- Black sea bass have dangerously sharp spines on their dorsal fin that can puncture human skin.
- The all-tackle world record for black sea bass is 9 pounds, 8 ounces.
- When hooked in deep water and brought quickly to the surface, a black sea bass will often regurgitate its stomach contents.
Yellowtail snapper (Ocyurus)
Yellowtail snapper have slender, streamlined bodies with a prominent yellow stripe that starts at the snout and broadens as it runs to the tail. They are blue, olive or violet above the lateral line and silver to white below with small red and yellow stripes. The entire body is covered with sporadic yellow patches. The caudal fin is yellow and white and is deeply forked. The two dorsal fins are yellow; the front with 10 spines and the rear has 12 to 14 soft rays. The anal fin is white with three spines and eight or nine soft rays. Yellowtail snapper have a small mouth compared with other snapper. The lower jaw is projected, with villiform teeth. The upper jaw has smaller teeth and around five small canines. The eyes are red.
Yellowtail snapper are native to the western Atlantic from Massachusetts to Brazil, though hey are seldom found north of the Carolinas. They are most common in South Florida, the Bahamas, the Gulf of Mexico and the Caribbean.
Yellowtail snapper are found in coastal waters near coral reefs. They prefer sandy areas around the reef. Unlike most snapper, the yellowtail snapper is found above the bottom of the ocean at depths of 10 to 300 feet. They prefer warmer water temperatures between 75 and 85 F. They are found both in loose schools and solitary. Adults move progressively further from shore as they get older. The young are found closer to shore near back reefs in weed or grass beds. Younger adults are found in rock bottoms. Older fish tend to stay closer to the reef. When mature yellowtail snapper establish a location, they seldom move far from it.
Yellowtail snapper begin spawning between two and four years of age. Spawning occurs between April and August depending on geographic location. They move to deeper waters in groups to spawn, and females produce between 11,000 and 1.5 million eggs, which are externally fertilized. Eggs are scattered and unguarded prior to hatching.

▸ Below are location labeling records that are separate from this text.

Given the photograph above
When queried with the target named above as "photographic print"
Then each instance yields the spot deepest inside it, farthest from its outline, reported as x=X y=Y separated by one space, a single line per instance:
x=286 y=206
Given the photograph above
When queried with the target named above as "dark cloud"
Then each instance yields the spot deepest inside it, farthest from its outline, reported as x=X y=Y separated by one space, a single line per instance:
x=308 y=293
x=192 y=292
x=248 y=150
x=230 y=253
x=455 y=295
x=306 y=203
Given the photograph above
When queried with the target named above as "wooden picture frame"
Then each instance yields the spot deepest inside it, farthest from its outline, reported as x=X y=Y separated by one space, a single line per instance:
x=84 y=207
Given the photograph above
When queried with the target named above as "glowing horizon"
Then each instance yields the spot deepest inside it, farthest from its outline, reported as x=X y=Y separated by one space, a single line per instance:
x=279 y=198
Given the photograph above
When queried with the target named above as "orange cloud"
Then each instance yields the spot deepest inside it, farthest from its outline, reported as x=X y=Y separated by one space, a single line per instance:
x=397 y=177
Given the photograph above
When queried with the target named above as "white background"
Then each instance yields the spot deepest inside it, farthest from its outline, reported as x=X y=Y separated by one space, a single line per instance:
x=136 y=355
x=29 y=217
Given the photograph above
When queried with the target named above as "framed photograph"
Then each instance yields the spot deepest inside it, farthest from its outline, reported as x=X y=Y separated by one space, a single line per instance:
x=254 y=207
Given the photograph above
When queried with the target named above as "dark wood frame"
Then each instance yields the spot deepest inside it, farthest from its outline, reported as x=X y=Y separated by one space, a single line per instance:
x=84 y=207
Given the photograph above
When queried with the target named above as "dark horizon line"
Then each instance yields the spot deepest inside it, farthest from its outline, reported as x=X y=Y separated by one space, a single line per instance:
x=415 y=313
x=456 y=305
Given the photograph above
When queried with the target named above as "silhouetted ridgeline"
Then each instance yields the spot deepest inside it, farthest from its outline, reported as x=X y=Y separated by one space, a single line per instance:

Yellowtail snappers feed on small fish, worms, gastropods, plankton and small crustaceans. They feed in open water and on or near the bottom and feed actively at night. Young yellowtail snapper eat more plankton and small worms. As yellowtail snapper mature they eat more small fish from the open water.
Although small, these fish fight hard for their size and relatively light tackle is preferred. The yellowtail snapper has a small mouth and are not hooked easily, so small lures and bait hooks are most effective. Angling success is often improved when fishing at night, when the fish typically feed.
Yellowtail snapper can be caught from the surf, bridges and piers or by boat. Anglers can fish the bottom off of bridges or in the open water close to a reef. Either way, the best technique is to establish a chum slick with cut fish or shrimp. Chum will get the yellowtail to come closer to the surface near a reef.
- Yellowtail snapper are fished commercially. The meat is sold both fresh and frozen.
- Yellowtail snapper are often raised in captivity. They can be found in many show aquariums.
- Eating the yellowtail snapper has been associated with ciguatera poisoning, a seldom fatal digestive disorder.
- Artificial reefs have been created in an attempt to increase fishing for yellowtail snapper in certain areas.